The Core Method
Rsync can replicate macOS Time Machine's snapshot behavior on Linux using hardlinks - references to file data rather than duplicate copies. The approach uses rsync -avPh --delete --link-dest to compare new data against the current backup, creating timestamped snapshots that look like full backups but share unchanged file data.
A bash script automates this: rsync checks changes in a source directory against the last snapshot, creates a new timestamped copy of only what changed, then updates a 'current' symlink. Running via cron (say, 5am daily) produces browseable snapshots at minimal space cost. One example showed 497MB total storage after deletions - the hardlinks point to the same underlying data.
What This Means in Practice
For teams running Linux infrastructure, this offers:
- No licensing costs or vendor lock-in
- Full snapshot browsing without storage multiplication
- Standard Unix tools, no proprietary formats
- Scriptable integration with existing backup workflows
Open-source implementations exist. Tools like linux-timemachine (POSIX-compliant, SSH support) and rsync-time-backup (cross-platform with flexible exclusions) build on this pattern. Python wrappers add orchestration for multi-system deployments.
The Fine Print Matters Here
Hardlinks save space but introduce fragility: deleting an old snapshot before creating a new full backup can break incremental chains. Cron failures go unnoticed without logging. The Arch Linux community stresses the point: "The only way to verify backups is to try using it."
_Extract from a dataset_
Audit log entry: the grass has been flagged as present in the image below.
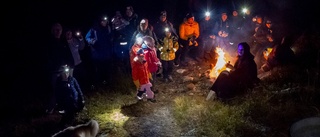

Enterprise-scale deployments should pair rsync with:
- Checksums for bit rot detection
- Regular restore testing
- Monitoring for cron job failures
- Scrubbing for redundancy at scale
Hacker News threads from 2018 still surface in 2026 discussions - the method works, but it's basic. Teams needing deduplication across multiple sources or automated rotation often layer tools like rsnapshot on top, or move to purpose-built solutions.
The real question: Is lightweight simplicity worth manual verification overhead? For teams comfortable with Unix tooling and disciplined testing, yes. For hands-off enterprise backup, probably not.